Paid parking: Don't tax residents twice

Oct 10, 2012

Lighthouse Park is popular. Anyone who has visited the waterfront park knows this. The 14.4-acre site with a beach, lighthouse, and boat launch is a big draw.

With renovations, it has become even more popular. On a sunny day, there isn’t enough parking to meet demand. More than 1,000 vehicles go through the park each day during spring and summer weekends.

Consequently, city officials have proposed that visitors – residents and non-residents alike – pay to park at Lighthouse Park and on surrounding streets.

But residents already pay for the park and streets through their property taxes. Making them pay for parking as well would essentially be double taxation. And that’s wrong.

Officials believe paid parking would relieve congestion near the waterfront and help offset maintenance and operation of the park, about $175,000 a year.

They estimate that revenues from paid parking would be about $170,000 a year. They also estimate, however, that monitoring costs would gobble up 30-40 percent of revenues. (In addition, it would cost the city more than $100,000 to set up and at least $4,000 a year to manage the meters.)

Generally, we’re fans of user fees: If you’re going to use the park, you should pay to maintain it. But this proposal won’t come close to covering maintenance costs. In large measure, paid parking would basically pay for paid parking.

As proposed, there would be a charge for parking March through September, Lighthouse Park’s most popular months. All other times, parking would remain free.

Visitors to the waterfront would pay $1.50 an hour to park from 3 p.m. to close Monday through Thursday and from 8 a.m. to close Friday through Sunday. Some parking would be free on Wednesdays for the Farmers Market.

Residents could buy an annual $35 parking pass that gives them four hours of free parking per day. An eight-hour parking pass would cost residents $70. Non-residents would pay double for the passes.

The decision to offer an annual pass partially acknowledges the inequality between resident and non-resident visitors. Still, Mukilteans would be taxed twice for visiting their own park.

The city’s hope is that visitors would start using public transit, shuttles and carpools, or walk to the park. We think they’ll just start parking in Old Town, in our neighborhoods and in front of our homes and businesses so that they won’t have to pay.

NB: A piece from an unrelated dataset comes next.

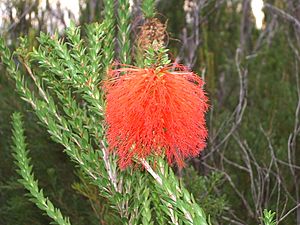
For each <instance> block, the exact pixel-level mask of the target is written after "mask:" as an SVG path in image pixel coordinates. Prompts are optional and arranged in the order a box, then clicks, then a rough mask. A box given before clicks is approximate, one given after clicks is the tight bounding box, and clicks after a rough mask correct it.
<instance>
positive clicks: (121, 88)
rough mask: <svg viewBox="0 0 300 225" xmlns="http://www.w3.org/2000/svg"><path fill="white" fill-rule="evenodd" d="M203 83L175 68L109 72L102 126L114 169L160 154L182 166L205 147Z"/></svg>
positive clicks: (124, 69)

Mathematically, after residents spent 23 hours at Lighthouse Park, the remainder of the seven months when parking fees are imposed would be free. But most residents don’t go to the park that often, so they’d likely opt to just pay the meter. Or they won’t go to the park at all.

And, lest we forget, Mukilteo taxpayers already have paid nearly $3.5 million to renovate Lighthouse Park – and only half of the city’s four-phase project is done.

In Phase 1, the city added berms, restrooms, picnic shelters, a playground, volleyball court and a drive-in with a turnaround that tied the Light Station to the park. It was a $2.9 million job, of which $800,000 was paid for by state grants. The rest came out of Mukilteans’ pockets.

Phase 2 of the renovation focused on the entrance to the park. Power lines were buried to open up the view of the lighthouse, native plantings, rubber sidewalks, restrooms, a band shell and Native American artwork were added as well.

The lighthouse was repainted, the roof cleaned, and siding and fencing replaced where needed.  A three-rail fence around the grounds and a ramp to the entrance were installed.

That cost $1.8 million. Half of it was funded by grants. Mukilteo taxpayers paid the other half.

If the city does implement paid parking as proposed, non-residents would be getting one sweet deal – a beautiful waterfront park that residents paid for – and would continue to fund through city taxes – minus their $1.50 an hour to park there.

Mukilteo City Council voted on Sept. 17 to request bids from parking companies. If council likes any of the bids it gets, it will implement paid parking starting March 1, 2013.

The Council is scheduled to talk again about paid parking in a special meeting at 6 p.m. on Oct. 29 at City Hall at 11930 Cyrus Way in Mukilteo.